Acusados pela morte de Henry Borel irão a julgamento mais de quatro anos após o crime; pai do menino diz que decisão reabre ferida

A Justiça do Rio marcou para 23 de março de 2026 o júri popular de Monique Medeiros e do ex-vereador Jairo Souza Santos Júnior, o Dr. Jairinho, acusados pela morte do menino Henry Borel, em 2021. A decisão foi tomada pela juíza Elizabeth Machado Louro, da 2ª Vara Criminal da Capital, e consta no documento do II Tribunal do Júri.
A definição da data ocorre após mais de quatro anos de tramitação do processo, marcado por recursos das defesas e impasses que adiaram o avanço do caso. Para o pai de Henry, o vereador Leniel Borel (PP), que atua como assistente de acusação, o anúncio traz um misto de dor e esperança.
“Tenho mais tempo lutando por justiça pelo meu filho do que o tempo que tive com ele em vida. O Henry viveu só quatro anos. Há mais de quatro anos eu acordo e durmo com o mesmo pedido: que a verdade sobre o que fizeram com o meu filho seja dita diante de toda a sociedade”, afirmou Leniel.
Ele disse que a marcação do julgamento reacende o sofrimento, mas simboliza um passo importante. “Ver a data do júri marcada é como reabrir uma ferida que nunca cicatrizou. Dói muito, mas também me dá esperança de que, enfim, o Henry será ouvido pela Justiça. Não é um processo qualquer: é o julgamento de um crime brutal contra uma criança de 4 anos que confiava nos adultos que deveriam protegê-la.”
O caso Henry Borel
Henry Borel Medeiros morreu em 8 de março de 2021, no apartamento onde vivia com a mãe, Monique, e o padrasto, Dr. Jairinho, na Barra da Tijuca, Zona Oeste do Rio. O casal levou o menino a um hospital particular e alegou acidente doméstico, mas o laudo do Instituto Médico-Legal revelou 23 lesões causadas por ação violenta, incluindo hemorragia interna e laceração no fígado.
A investigação da Polícia Civil concluiu que Henry era vítima de agressões constantes praticadas pelo padrasto e que a mãe tinha ciência da violência.
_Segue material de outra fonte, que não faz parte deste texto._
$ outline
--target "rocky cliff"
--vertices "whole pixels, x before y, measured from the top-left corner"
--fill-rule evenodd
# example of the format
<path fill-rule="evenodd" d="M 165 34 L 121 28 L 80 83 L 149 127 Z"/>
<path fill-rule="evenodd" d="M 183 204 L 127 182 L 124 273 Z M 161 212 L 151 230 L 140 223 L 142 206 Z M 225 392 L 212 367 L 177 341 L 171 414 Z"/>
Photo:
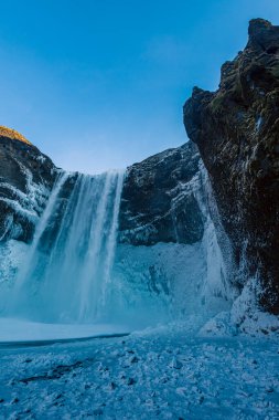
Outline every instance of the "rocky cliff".
<path fill-rule="evenodd" d="M 224 290 L 230 282 L 239 291 L 260 285 L 260 304 L 279 313 L 278 27 L 250 22 L 248 44 L 223 65 L 219 88 L 194 88 L 184 124 L 191 141 L 127 169 L 119 242 L 201 245 L 201 272 L 207 270 L 213 283 L 221 279 Z M 57 174 L 23 136 L 0 127 L 2 242 L 32 239 Z M 60 192 L 57 227 L 76 179 L 77 174 L 69 176 Z M 224 255 L 223 266 L 216 261 Z M 213 290 L 219 293 L 219 286 Z"/>
<path fill-rule="evenodd" d="M 201 187 L 201 157 L 189 141 L 128 168 L 120 208 L 120 242 L 194 243 L 204 231 L 195 197 Z"/>
<path fill-rule="evenodd" d="M 18 132 L 0 127 L 0 241 L 29 242 L 56 168 Z"/>
<path fill-rule="evenodd" d="M 184 105 L 189 137 L 208 171 L 237 266 L 279 313 L 279 27 L 251 20 L 247 46 L 222 66 L 219 88 Z"/>

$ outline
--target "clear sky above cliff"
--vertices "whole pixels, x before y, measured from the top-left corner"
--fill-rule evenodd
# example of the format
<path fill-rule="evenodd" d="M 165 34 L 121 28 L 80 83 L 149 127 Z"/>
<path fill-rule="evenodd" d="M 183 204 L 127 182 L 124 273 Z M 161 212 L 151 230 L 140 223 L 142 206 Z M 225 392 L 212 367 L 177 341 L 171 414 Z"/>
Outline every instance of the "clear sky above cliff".
<path fill-rule="evenodd" d="M 215 90 L 279 1 L 11 0 L 0 15 L 0 124 L 93 174 L 183 144 L 193 85 Z"/>

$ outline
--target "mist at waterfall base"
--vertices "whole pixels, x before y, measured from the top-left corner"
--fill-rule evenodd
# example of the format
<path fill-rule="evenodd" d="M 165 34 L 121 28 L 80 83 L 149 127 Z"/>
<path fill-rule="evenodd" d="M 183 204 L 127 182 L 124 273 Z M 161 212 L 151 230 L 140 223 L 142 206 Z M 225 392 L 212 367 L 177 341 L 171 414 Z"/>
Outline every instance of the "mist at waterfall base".
<path fill-rule="evenodd" d="M 41 338 L 58 338 L 127 333 L 182 318 L 201 327 L 228 308 L 222 255 L 207 209 L 204 238 L 196 244 L 119 244 L 124 179 L 124 171 L 58 175 L 32 243 L 21 244 L 21 250 L 15 241 L 8 245 L 18 267 L 2 293 L 2 314 L 10 325 L 6 328 L 1 321 L 8 334 L 2 339 L 10 339 L 11 330 L 17 336 L 17 329 L 26 329 L 23 321 L 32 323 L 33 332 L 40 329 L 37 323 L 44 324 Z M 202 183 L 194 178 L 191 185 L 201 208 Z"/>

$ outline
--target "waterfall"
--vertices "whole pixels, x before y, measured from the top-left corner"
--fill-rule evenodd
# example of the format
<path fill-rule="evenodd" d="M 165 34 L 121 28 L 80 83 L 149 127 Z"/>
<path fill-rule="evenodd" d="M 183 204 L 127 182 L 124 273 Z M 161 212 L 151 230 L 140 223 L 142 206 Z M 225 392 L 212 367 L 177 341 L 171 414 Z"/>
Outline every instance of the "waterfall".
<path fill-rule="evenodd" d="M 10 315 L 94 323 L 111 311 L 122 182 L 121 171 L 60 175 L 18 273 Z"/>

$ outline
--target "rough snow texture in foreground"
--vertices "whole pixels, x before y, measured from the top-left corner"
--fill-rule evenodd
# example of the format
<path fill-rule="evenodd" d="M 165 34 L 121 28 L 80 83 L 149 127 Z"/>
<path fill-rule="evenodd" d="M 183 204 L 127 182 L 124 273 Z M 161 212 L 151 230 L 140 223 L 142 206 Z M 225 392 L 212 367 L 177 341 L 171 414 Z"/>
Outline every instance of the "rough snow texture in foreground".
<path fill-rule="evenodd" d="M 1 419 L 278 419 L 278 342 L 125 338 L 0 348 Z"/>

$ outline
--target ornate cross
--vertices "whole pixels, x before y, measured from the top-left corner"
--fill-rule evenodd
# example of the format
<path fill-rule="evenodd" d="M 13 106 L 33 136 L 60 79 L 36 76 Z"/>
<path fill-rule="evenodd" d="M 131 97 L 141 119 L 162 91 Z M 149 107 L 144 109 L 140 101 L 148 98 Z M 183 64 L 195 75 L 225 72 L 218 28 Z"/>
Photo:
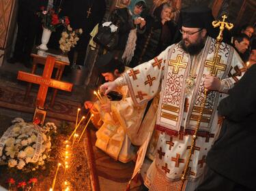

O Ministério Público denunciou o casal por homicídio duplamente qualificado e outros crimes.
O andamento do processo
Monique e Jairinho foram presos em abril de 2021. Desde então, o caso passou por audiências de instrução e recursos da defesa, o que atrasou a formação do Conselho de Sentença.
Com a nova decisão judicial, os sete jurados que irão decidir o destino dos acusados devem se reunir no Fórum Central do Rio em 23 de março de 2026.